Je ne lis pas de bandes dessinées. Je ne dis pas que je n’en lis jamais ou que je n’en lis aucune, mais j’en lis très peu. A cause de 2 handicaps : la prosopamnésie et la malvoyance1. Bien sûr, je vois parfois (souvent ?) passer des titres qui ont l’air bien tentant et, si j’étais sur une île déserte avec seulement accès à des BD, j’en lirais pour passer le temps… mais j’ai déjà énormément de romans à lire, de séries à voir… qui me demandent moins d’efforts (physiques).
Bref, je ne parle pas ici de BD car je n’en lis pas et ne suis donc pas curieux / instruit sur le sujet.

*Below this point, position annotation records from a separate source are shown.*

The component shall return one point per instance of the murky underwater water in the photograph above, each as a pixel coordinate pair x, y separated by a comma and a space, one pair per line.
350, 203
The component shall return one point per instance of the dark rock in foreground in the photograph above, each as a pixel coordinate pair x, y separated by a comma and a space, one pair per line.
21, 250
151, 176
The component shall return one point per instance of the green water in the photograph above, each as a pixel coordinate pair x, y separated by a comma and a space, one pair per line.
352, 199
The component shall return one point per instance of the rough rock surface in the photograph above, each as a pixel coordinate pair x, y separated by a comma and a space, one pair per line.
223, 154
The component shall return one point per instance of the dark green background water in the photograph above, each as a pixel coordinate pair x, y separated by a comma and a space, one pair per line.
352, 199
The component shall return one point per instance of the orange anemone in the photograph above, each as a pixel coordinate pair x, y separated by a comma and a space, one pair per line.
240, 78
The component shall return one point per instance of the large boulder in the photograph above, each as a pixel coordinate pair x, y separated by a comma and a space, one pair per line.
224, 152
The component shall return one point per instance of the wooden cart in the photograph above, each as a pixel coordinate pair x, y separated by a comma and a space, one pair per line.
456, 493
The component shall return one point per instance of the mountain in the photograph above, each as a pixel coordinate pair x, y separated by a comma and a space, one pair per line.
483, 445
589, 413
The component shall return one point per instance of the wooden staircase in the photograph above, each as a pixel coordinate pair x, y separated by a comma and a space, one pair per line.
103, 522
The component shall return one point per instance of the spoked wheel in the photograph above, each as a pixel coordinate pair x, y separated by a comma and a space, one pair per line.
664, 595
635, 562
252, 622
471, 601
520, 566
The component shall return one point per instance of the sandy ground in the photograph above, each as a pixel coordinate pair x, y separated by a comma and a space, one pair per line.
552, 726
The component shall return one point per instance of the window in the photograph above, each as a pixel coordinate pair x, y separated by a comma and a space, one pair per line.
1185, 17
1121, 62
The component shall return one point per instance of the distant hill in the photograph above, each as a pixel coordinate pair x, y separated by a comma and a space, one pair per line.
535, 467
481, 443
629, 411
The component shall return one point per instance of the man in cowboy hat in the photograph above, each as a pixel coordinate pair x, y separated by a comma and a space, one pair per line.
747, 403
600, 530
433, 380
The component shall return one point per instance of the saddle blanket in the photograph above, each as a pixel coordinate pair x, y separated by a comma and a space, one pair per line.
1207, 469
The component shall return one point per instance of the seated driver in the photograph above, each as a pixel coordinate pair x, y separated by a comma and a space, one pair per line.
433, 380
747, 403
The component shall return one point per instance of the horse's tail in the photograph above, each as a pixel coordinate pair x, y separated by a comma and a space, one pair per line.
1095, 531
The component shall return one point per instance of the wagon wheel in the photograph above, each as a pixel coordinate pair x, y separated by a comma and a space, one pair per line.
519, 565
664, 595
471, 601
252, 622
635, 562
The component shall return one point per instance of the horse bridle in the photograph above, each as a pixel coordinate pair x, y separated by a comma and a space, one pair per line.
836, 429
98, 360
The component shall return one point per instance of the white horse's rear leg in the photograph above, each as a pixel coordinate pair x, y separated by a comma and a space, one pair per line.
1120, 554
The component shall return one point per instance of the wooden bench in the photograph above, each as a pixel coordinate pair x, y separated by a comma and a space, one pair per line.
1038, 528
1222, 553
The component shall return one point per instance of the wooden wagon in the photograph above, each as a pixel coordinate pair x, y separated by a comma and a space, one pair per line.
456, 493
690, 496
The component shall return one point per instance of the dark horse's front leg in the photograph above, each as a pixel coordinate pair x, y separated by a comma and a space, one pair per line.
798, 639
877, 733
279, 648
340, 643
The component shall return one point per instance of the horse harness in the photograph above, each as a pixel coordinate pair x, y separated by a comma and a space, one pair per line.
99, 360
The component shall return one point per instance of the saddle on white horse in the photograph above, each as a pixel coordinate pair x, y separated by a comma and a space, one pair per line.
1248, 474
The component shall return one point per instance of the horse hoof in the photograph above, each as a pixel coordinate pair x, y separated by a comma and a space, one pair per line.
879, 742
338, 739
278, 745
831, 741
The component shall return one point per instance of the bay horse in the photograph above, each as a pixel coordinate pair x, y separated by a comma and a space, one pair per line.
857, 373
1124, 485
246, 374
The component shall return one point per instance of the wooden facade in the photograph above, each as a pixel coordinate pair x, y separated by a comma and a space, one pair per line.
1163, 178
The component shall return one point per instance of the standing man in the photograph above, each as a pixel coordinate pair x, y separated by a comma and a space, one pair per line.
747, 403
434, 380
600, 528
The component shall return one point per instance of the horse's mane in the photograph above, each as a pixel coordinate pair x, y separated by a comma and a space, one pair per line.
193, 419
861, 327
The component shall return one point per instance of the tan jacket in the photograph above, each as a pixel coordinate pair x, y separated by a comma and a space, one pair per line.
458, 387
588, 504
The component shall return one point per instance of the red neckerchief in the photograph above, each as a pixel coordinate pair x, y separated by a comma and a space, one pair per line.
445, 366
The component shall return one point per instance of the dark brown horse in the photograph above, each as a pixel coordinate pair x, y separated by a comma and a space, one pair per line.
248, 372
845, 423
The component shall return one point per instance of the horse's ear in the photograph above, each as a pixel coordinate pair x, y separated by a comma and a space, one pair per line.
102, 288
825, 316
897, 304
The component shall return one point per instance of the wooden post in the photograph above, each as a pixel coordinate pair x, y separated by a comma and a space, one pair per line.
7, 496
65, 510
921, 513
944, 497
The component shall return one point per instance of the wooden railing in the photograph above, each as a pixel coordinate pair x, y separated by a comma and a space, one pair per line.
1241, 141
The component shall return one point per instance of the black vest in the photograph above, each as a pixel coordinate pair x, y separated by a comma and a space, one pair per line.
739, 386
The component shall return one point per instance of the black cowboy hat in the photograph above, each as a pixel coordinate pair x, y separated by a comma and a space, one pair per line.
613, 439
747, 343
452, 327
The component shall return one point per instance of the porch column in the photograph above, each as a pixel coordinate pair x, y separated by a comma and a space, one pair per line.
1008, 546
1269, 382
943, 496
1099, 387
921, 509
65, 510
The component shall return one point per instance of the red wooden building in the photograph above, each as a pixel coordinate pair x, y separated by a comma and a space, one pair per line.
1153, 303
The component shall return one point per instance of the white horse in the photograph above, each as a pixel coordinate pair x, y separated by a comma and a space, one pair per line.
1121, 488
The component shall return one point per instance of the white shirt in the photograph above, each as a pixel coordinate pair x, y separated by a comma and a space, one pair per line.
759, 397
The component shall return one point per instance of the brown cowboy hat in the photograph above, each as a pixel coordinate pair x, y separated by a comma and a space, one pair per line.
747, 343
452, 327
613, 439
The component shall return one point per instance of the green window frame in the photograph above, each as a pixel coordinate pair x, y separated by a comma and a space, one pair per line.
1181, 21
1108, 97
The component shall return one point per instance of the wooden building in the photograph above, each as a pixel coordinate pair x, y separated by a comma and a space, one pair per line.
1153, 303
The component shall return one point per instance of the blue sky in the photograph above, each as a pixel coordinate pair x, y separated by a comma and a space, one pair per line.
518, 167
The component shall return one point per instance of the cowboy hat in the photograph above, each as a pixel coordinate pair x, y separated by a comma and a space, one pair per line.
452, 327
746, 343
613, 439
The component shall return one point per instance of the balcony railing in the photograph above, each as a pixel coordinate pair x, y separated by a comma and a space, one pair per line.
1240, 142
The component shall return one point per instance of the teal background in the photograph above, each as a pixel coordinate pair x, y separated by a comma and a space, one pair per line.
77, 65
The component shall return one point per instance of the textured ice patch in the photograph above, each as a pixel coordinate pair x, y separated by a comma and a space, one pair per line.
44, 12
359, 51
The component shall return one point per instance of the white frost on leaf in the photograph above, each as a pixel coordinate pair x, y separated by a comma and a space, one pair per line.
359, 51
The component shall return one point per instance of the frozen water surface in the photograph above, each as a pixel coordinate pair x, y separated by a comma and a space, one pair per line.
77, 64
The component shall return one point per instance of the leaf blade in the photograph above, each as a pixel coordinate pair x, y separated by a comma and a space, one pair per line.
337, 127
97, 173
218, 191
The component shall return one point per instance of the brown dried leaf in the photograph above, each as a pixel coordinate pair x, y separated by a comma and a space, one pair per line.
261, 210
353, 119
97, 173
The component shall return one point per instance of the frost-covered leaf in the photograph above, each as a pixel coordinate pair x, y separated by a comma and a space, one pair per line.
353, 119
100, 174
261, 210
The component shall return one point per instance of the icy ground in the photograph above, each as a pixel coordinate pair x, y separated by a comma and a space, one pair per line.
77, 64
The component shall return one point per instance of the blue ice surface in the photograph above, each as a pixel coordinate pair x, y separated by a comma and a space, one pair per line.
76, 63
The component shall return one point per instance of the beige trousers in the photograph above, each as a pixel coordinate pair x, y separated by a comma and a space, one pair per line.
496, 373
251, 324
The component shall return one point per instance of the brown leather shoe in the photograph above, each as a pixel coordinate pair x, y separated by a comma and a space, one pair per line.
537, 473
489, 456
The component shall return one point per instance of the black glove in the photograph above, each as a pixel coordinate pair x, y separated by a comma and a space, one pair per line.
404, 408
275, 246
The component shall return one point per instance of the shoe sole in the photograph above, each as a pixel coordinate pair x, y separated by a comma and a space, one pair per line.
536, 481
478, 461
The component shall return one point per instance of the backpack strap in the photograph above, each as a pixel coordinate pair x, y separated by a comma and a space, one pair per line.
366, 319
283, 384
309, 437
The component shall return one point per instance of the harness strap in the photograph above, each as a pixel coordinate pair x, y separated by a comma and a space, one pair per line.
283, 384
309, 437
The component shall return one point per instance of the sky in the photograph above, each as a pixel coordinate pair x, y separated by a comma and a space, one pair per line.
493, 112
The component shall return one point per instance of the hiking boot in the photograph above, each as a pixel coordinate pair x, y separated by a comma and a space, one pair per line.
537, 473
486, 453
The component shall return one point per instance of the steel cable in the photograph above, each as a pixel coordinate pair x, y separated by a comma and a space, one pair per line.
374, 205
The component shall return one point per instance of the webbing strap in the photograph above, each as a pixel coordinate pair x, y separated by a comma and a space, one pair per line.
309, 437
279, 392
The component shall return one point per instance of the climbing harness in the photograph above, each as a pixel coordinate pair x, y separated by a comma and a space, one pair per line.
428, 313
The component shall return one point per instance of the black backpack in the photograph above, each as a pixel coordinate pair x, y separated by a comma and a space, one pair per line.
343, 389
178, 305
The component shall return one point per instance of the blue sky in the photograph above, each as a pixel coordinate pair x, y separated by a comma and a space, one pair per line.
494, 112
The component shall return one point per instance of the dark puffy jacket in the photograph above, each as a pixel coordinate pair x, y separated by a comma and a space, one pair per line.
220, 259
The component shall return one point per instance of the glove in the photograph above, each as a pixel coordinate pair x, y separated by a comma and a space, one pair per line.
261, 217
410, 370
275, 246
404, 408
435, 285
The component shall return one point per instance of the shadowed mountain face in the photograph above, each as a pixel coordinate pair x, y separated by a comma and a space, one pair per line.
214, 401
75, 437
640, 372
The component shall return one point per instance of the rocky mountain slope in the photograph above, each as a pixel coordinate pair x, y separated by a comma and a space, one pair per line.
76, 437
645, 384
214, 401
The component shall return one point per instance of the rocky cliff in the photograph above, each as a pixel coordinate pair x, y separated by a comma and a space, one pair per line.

Je n’ai donc pas parlé de l’affaire Bastien Vivès. Bien sûr que ça m’indigne qu’une certaine catégorie de la population, privilégiée, puisse agir ainsi en toute impunité, mais d’autres personnes en parlent bien mieux que moi, vu que c’est leur secteur.
Aussi, Laurier The Fox (un artiste que je suis) a parlé sur FB de la présence de Vivès à Saint-Malo, le week-end passé, à l’occasion du festival Quai des Bulles, et j’ai naturellement relayé sa publication sur le même réseau.